MOVING TO FRONT, SINCE RELEVANT AGAIN (originally posted 2011)
============================================
Keith DeRose (Yale) writes:
Since prospective graduate students read your blog for information and advice on applying to graduate programs, I was wondering whether it might be a good idea for you to run a short post on an important way that applicants can help one another.
Every year, many applicants get into better programs than they otherwise would have by eventually being accepted by a program that initially put them on a waiting list. (I myself got into the program I attended off their waiting list. In fact, I think I was quite a ways down UCLA's waiting list.) Often, though, the management of waiting lists gets extremely messy, especially right before and on April 15, and the consequences of this messiness are often results that are far from optimal for the students involved.
I don't think there's any feasible way to completely solve these problems, but the applicants themselves can make things much better for one another by declining offers as soon as they're in a position to, so the programs involved can then go to their waiting lists.

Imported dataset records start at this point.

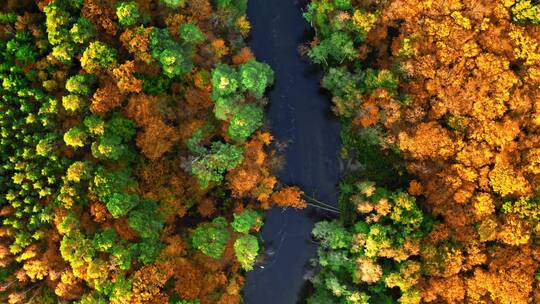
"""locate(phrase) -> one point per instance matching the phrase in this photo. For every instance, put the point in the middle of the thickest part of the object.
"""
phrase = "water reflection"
(299, 114)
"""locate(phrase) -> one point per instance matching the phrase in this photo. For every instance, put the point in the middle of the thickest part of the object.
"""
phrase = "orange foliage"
(156, 139)
(106, 98)
(135, 40)
(126, 82)
(100, 14)
(465, 133)
(244, 55)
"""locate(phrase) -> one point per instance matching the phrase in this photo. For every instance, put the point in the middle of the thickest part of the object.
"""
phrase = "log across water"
(299, 115)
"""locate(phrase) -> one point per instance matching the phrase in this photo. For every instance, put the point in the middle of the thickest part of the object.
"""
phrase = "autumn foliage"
(454, 87)
(117, 169)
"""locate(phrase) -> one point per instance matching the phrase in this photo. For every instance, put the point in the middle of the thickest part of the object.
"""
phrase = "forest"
(440, 107)
(137, 162)
(135, 166)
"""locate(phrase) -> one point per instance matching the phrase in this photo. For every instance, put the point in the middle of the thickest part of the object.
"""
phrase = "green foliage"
(78, 171)
(75, 137)
(238, 6)
(246, 221)
(245, 121)
(116, 189)
(255, 77)
(339, 47)
(82, 31)
(57, 20)
(98, 56)
(22, 47)
(76, 249)
(145, 220)
(191, 33)
(362, 263)
(226, 107)
(225, 81)
(73, 102)
(246, 249)
(147, 250)
(343, 4)
(80, 84)
(105, 240)
(332, 235)
(128, 13)
(211, 238)
(211, 166)
(526, 11)
(174, 58)
(173, 3)
(9, 17)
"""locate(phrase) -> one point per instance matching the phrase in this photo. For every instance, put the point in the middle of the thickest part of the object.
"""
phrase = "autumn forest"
(138, 161)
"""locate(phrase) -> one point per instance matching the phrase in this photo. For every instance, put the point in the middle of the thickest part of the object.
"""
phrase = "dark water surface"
(299, 113)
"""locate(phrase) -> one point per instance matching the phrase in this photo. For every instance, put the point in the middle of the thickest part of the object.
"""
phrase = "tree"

Sometimes this can be done simply by making one's decision earlier. Once they have all the relevant information, given it a little chance to sink in, mulled it over a bit, and talked things over with their advisers, students can often do everyone -- including themselves!-- a favor by making a decision significantly in advance of April 15.
However, I realize that for various reasons, some will delay making their decision until the bitter end. In addition to reasons of personal psychology, sometimes this is done because students are hoping themselves to get into a better program than they've so far been accepted at off of a waiting list.